E' dal 2003 che si cerca di sviluppare un brevetto comunitario per l'UE, ma i progressi sono stati vanificati dagli ostacoli linguistici, tecnici e legali. Il costo per creare e proteggere i brevetti in Europa è più alto che negli Stati Uniti o in Giappone e le associazioni commerciali si lamentano in continuazione delle decisioni frammentarie e inconsistenti prese volta per volta dai tribunali europei.
Le imprese devono portare avanti delle azioni giudiziarie in più paesi alla volta e i tribunali giungono spesso a delle conclusioni contradditorie sullo stesso caso. Un tribunale unico sui brevetti renderebbe i contenziosi meno cari.
Nel luglio 2010 la Commissione aveva presentato una mozione tesa a mettere fine all'impasse legato alle questioni linguistiche. Il commissario Michel Barnier ha proposto di mantenere solo l'inglese, il francese e il tedesco come lingue ufficiali per il deposito del brevetto comunitario. Questa strada ha tuttavia incontrato l'opposizione dei paesi esclusi, primo fra tutti l'Italia.
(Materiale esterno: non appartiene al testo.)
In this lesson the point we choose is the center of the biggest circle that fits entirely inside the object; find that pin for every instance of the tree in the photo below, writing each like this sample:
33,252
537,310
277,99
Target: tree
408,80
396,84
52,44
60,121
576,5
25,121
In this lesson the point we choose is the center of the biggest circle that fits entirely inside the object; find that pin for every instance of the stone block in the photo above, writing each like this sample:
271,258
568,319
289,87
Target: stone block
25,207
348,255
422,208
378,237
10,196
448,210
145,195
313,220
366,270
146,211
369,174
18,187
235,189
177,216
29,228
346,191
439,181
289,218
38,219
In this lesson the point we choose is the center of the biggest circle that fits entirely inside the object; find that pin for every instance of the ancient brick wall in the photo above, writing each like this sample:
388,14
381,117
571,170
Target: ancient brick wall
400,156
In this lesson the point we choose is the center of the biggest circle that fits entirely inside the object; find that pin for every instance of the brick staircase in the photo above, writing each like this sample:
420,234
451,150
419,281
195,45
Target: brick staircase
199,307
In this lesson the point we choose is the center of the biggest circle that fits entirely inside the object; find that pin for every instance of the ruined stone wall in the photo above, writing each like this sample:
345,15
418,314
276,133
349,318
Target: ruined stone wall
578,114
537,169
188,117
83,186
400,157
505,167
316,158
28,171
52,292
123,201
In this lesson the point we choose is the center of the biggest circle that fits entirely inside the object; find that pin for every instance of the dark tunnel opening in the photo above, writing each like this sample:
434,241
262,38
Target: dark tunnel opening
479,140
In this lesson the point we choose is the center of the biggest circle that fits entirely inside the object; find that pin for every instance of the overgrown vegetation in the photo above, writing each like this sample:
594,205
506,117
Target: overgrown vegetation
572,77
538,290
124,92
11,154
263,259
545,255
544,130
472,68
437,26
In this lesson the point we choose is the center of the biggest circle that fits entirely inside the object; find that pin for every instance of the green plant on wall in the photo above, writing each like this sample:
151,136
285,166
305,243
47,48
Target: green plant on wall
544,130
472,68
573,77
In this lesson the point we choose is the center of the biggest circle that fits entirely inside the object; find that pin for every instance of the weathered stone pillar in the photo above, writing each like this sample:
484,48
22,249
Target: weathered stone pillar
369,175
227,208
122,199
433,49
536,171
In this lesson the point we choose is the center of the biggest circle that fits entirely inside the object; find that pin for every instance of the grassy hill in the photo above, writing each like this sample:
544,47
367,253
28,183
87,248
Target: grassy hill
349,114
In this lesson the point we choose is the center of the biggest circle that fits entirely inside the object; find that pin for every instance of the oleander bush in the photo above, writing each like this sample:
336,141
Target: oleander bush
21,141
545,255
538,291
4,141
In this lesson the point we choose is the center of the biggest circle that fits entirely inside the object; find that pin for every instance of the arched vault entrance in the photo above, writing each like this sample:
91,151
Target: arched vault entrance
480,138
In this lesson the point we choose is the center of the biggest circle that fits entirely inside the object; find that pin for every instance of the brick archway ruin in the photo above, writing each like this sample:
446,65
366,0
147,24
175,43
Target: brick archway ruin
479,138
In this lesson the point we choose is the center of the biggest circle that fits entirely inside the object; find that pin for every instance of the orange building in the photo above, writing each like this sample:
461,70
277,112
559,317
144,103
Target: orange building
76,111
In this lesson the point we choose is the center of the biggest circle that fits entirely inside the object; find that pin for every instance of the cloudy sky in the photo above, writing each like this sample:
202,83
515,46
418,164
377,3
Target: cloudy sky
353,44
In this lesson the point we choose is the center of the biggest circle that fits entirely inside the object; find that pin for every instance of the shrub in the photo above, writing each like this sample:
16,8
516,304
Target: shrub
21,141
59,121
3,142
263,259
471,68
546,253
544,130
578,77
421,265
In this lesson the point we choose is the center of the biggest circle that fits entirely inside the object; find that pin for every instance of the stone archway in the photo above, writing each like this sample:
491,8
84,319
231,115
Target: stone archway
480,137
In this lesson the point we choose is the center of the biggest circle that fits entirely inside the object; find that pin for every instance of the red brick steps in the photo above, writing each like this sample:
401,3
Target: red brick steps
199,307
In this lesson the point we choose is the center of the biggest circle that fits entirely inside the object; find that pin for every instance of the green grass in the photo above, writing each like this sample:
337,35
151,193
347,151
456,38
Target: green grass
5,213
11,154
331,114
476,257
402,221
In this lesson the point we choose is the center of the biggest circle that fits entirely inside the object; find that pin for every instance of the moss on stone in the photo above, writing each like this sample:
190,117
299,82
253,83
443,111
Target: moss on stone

La presidenza belga, attualmente in carica, ha dichiarato che la risoluzione dei problemi legati al brevetto sarebbe stata la priorità dei suoi sei mesi alla guida del Consiglio dell'UE. Nel frattempo, però, i ministri europei continuano a essere divisi in due correnti. La prima, guidata dalla Francia e dalla Germania, sostiene il sistema trilingue per i brevetti europei proposto dalla Commissione. Il secondo, costituito da Italia, Repubblica Ceca, Polonia, Slovacchia e Cipro, preferirebbe invece un regime monolingue o multilingue. C'è poi chi come il commissario per l'Industria, Antonio Tajani, vorrebbe un sistema che agisse almeno su cinque lingue.
La lingua utilizzata per proporre, difendere e diffondere un brevetto è un elemento cruciale per la competitività degli Stati. I ricercatori e le Pmi che hanno la possibilità di utilizzare la loro lingua madre per i brevetti sono avvantaggiati rispetto ai loro concorrenti che devono adottare una lingua diversa.
Bisogna ammettere però che il sistema attuale, pur proteggendo tutti gli idiomi, dà vita ad una incertezza legale e a costi troppo elevati. Il mercato interno è perennemente messo in pericolo dalla frammentazione dei mercati nazionali. Inoltre i paesi in cui un brevetto non è registrato rischiano di essere invasi dai prodotti contraffatti, danneggiando sia i produttori sia i consumatori.